Read the input STD image even if it is not required by any of the requested columns. This is because some of the output catalog’s metadata may need it, for example, to calculate the dataset’s surface brightness limit (see Quantifying measurement limits, configured with --sfmagarea and --sfmagnsigma in MakeCatalog output).

Furthermore, if the input STD image does not have the MEDSTD keyword (that is meant to contain the representative standard deviation of the full image), with this option, the median will be calculated and used for the surface brightness limit.

-z FLT
--zeropoint=FLT

The zero point magnitude for the input image, see Brightness, Flux, Magnitude and Surface brightness.

--sigmaclip FLT,FLT

The sigma-clipping parameters when any of the sigma-clipping related columns are requested (for example, --sigclip-median or --sigclip-number).

This option takes two values: the first is the multiple of \(\sigma\), and the second is the termination criteria. If the latter is larger than 1, it is read as an integer number and will be the number of times to clip. If it is smaller than 1, it is interpreted as the tolerance level to stop clipping. See Sigma clipping for a complete explanation.

--frac-max=FLT[,FLT]

The fractions (one or two) of maximum value in objects or clumps to be used in the related columns, for example, --frac-max1-area, --frac-max1-sum or --frac-max1-radius, see MakeCatalog measurements. For the maximum value, see the description of --maximum column below. The value(s) of this option must be larger than 0 and smaller than 1 (they are a fraction). When only --frac-max1-area or --frac-max1-sum is requested, one value must be given to this option, but if --frac-max2-area or --frac-max2-sum are also requested, two values must be given to this option.

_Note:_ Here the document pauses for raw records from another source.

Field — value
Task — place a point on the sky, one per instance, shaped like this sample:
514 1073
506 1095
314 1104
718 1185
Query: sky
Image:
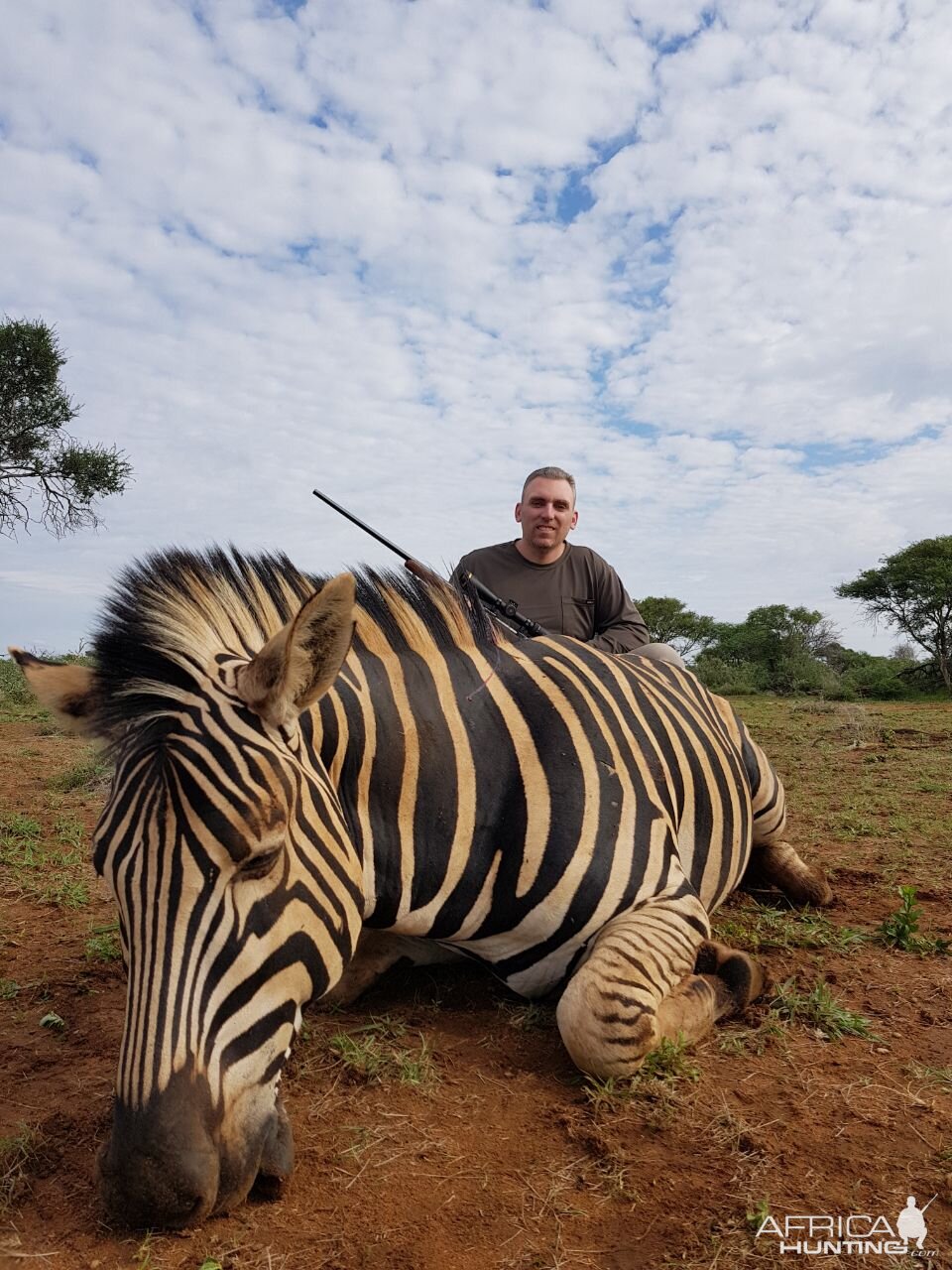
407 250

The values can be written as simple floating point numbers, or as fractions, for example, 0.25,0.75 and 0.25,3/4 are the same.

--spatialresolution=FLT

The error in measuring spatial properties (for example, the area) in units of pixels. You can think of this as the FWHM of the dataset’s PSF and is used in measurements like the error in surface brightness (--sb-error, see MakeCatalog measurements). Ideally, images are taken in the optimal Nyquist sampling Sampling theorem, so the default value for this option is 2. But in practice real images my be over-sampled (usually ground-based images, where you will need to increase the default value) or undersampled (some space-based images, where you will need to decrease the default value).

--inbetweenints

Output will contain one row for all integers between 1 and the largest label in the input (irrespective of their existance in the input image). By default, MakeCatalog’s output will only contain rows with integers that actually corresponded to at least one pixel in the input dataset.

For example, if the input’s only labeled pixel values are 11 and 13, MakeCatalog’s default output will only have two rows. If you use this option, it will have 13 rows and all the columns corresponding to integer identifiers that did not correspond to any pixel will be 0 or NaN (depending on context).